At every age of our life we are not done with Christ. At each stage of our life we come back to him with different experiences behind us, different expectations. And these different experiences and expectations mean that we meet Christ in slightly different ways. At each stage of our lives we can still grow and mature in the art of loving our fellow human beings, the art of graciously meeting the challenges that life sends our way, the art of trusting God’s faithfulness.

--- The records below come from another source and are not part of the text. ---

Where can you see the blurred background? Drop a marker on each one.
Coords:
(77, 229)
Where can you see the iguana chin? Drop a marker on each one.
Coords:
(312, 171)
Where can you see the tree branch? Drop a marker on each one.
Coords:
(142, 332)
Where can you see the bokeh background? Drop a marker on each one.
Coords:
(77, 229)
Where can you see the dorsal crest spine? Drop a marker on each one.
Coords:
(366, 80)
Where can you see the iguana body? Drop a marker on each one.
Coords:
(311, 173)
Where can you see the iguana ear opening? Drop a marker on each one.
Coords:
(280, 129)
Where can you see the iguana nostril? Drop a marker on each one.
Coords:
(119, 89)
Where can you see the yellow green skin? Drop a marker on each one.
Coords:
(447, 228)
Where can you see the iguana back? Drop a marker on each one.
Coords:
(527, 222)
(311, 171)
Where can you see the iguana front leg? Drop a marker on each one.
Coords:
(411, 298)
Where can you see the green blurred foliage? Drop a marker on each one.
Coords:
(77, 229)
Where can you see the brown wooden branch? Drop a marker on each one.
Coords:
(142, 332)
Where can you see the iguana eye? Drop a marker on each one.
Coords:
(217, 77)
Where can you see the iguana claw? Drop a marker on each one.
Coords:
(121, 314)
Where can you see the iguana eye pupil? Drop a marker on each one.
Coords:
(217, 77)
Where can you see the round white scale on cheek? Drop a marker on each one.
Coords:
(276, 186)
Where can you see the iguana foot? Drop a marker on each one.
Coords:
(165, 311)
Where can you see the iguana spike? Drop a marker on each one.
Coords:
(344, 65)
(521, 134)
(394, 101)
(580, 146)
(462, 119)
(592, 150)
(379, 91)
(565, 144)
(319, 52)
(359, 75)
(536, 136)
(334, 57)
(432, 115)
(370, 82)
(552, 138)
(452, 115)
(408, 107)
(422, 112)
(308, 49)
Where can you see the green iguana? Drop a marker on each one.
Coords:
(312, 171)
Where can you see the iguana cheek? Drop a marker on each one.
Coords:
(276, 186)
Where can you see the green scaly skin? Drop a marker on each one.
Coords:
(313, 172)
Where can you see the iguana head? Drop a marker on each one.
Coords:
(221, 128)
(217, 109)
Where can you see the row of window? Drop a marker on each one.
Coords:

We may look forward to the year to come with hope or with anxiety. For some it will be a time of new opportunities: the birth of a child or grandchild, the beginning of a friendship or even a marriage, new possibilities of work or education or retirement. For others, the shadows will loom large: the fear of sickness or debility; the anxiety of a marriage or other important relationship in crisis; the cloud of uncertain work prospects. We don’t know what the year will bring: much that worries us may turn out better than we fear, many of our hopes may be dashed. But we can meet Christ in whatever comes our way. Whether joy or sorrow or just ordinary everyday life — if we, like the Magi seek Christ in new and unknown places, if we look for signs of God’s faithfulness and love in every blessing and every challenge that comes our way, then we shall find him there.
And this is ultimately the meaning of the season of Epiphany. It is the time in the church year in which we meditate on and celebrate Christ’s appearance among us. We tend to associate Epiphany with images of light and glory, clear, intense, pure and heavenly: the star of the Magi; the words of Isaiah “Arise, shine, for your light is come”; the ceremony of Candlemas; the Transfiguration, which ends Epiphany in the new calendar. But while this may be the idiom of the season, it expresses a reality that is more down to earth.
God’s true epiphany is not in brilliance like as the sun, but in the babe in the stable. The Word became flesh, and dwelt among us. And it is in the flesh, in the struggle and passion and frailty of human life in the flesh – our life – that we most intimately encounter God. God has chosen to dwell among us: it is in our communities, in our difficult and awkward attempts to live with one another, to give and receive love, that God meets us with his love.
This the Magi had to learn, having come so far: that it is here, in the mystery of human life, not in the mystic and speculative realm of the stars, that God gives himself to us. May God grant us grace and open our eyes and hearts, that we may see and know God’s presence in each stage of our lives, and particularly in the joys and struggles of the coming year.